Robert Koch
Identified the causative agents of anthrax, tuberculosis, and cholera, establishing Koch's postulates for linking microbes to diseases.
Quotes by Robert Koch
The art of medicine is to amuse the patient while nature cures the disease. My art is to find what nature is curing.
I prefer the company of my cultures to the company of most men. At least the cultures are predictable.
It is a rare day when a new disease does not present itself. The world is never short of challenges for a bacteriologist.
The most profound truths are often found in the most minute details.
Some call it obsession; I call it dedication to the unseen.
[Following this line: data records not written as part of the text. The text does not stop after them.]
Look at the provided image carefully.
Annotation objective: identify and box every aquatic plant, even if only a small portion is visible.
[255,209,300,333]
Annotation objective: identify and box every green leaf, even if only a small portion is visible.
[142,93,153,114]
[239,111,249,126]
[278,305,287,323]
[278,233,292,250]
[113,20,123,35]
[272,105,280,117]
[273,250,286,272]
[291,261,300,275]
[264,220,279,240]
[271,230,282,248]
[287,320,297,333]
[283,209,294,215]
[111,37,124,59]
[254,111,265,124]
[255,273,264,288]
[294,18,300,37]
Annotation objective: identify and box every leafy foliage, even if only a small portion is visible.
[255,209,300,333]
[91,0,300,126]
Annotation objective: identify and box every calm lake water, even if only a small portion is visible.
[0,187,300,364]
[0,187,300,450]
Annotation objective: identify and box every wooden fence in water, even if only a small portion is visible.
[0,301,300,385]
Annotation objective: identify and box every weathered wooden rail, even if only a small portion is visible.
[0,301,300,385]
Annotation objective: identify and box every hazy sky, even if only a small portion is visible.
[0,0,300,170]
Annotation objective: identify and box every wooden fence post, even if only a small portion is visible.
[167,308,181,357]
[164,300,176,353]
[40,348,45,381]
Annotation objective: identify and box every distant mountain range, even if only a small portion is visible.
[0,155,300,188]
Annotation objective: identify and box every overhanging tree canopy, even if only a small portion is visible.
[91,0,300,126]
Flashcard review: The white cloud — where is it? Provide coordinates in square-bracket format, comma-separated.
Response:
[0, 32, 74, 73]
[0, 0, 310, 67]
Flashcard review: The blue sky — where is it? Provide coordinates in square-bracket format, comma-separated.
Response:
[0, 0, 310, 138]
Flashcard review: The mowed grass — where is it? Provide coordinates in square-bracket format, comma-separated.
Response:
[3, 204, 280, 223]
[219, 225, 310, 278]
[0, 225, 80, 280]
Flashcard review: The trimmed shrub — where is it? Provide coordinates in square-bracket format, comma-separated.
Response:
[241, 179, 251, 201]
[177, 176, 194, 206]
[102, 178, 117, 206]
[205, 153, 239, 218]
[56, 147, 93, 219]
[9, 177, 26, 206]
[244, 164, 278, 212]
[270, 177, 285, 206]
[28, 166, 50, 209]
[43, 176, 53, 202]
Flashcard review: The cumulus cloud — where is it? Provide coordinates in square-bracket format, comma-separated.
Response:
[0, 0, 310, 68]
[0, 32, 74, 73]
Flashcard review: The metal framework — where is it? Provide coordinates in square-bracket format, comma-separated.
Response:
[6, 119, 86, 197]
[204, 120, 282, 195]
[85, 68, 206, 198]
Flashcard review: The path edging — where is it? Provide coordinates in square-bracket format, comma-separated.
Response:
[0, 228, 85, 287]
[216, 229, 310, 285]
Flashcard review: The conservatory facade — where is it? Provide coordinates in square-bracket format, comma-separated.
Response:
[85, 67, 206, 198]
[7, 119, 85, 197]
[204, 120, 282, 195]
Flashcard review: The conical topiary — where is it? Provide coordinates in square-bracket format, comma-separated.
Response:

The human body is a battleground, and I am merely observing the combatants.
If you wish to understand life, study death. If you wish to understand health, study disease.
My greatest fear is not failure, but the failure to ask the right questions.
They say a picture is worth a thousand words. In bacteriology, a good stain is worth a thousand theories.
The more complex the problem, the simpler the solution often appears, once discovered.
I have no time for speculation; only for observation and experimentation.
The world is a vast petri dish, and we are all merely cultures within it.
It is a constant struggle to convince the world that what they cannot see can indeed kill them.
The greatest discoveries are often made by those who are willing to look where no one else has bothered.
My work is not for the faint of heart, nor for those who fear the invisible.
The only thing more persistent than a disease is the human desire to ignore its cause.
I am merely a translator, interpreting the language of the microscopic world for the macroscopic one.
To conquer a foe, one must first understand its nature. And these foes are quite small, but remarkably complex.
They say I have a one-track mind. Indeed, it is the track that leads to the source of infection.
The physician is the natural attorney of the sick and the poor.